Re: [PATCH V2 0/6] VA to numa node information

From: Dave Hansen
Date: Thu Sep 13 2018 - 20:25:35 EST


On 09/13/2018 05:10 PM, Andrew Morton wrote:
>> Also, VMAs having THP pages can have a mix of 4k pages and hugepages.
>> The page walks would be efficient in scanning and determining if it is
>> a THP huge page and step over it. Whereas using the API, the application
>> would not know what page size mapping is used for a given VA and so would
>> have to again scan the VMA in units of 4k page size.
>>
>> If this sounds reasonable, I can add it to the commit / patch description.

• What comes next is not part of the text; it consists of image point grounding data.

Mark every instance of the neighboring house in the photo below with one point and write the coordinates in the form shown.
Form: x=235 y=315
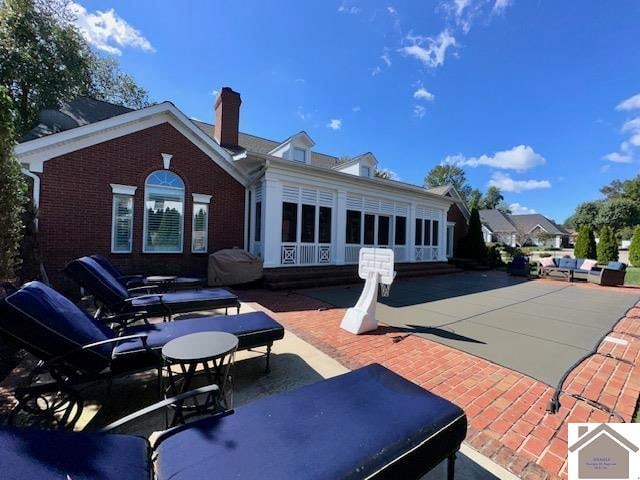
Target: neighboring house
x=602 y=453
x=520 y=230
x=157 y=191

As we are judging whether this is a "good" interface, can you tell us a
bit about its scalability? For instance, let's say someone has a 1TB
VMA that's populated with interleaved 4k pages. How much data comes
out? How long does it take to parse? Will we effectively deadlock the
system if someone accidentally cat's the wrong /proc file?

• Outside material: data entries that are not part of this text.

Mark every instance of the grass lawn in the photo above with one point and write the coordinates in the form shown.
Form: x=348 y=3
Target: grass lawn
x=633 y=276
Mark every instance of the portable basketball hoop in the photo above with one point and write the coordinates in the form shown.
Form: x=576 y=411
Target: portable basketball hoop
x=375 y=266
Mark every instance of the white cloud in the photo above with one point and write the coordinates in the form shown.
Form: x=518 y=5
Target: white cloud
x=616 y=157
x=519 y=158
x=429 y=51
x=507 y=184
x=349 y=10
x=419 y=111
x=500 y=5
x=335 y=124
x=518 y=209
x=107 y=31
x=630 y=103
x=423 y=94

/proc seems like a really simple way to implement this, but it seems a
*really* odd choice for something that needs to collect a large amount
of data. The lseek() stuff is a nice addition, but I wonder if it's
unwieldy to use in practice. For instance, if you want to read data for
the VMA at 0x1000000 you lseek(fd, 0x1000000, SEEK_SET, right? You read
~20 bytes of data and then the fd is at 0x1000020. But, you're getting
data out at the next read() for (at least) the next page, which is also
available at 0x1001000. Seems funky. Do other /proc files behave this way?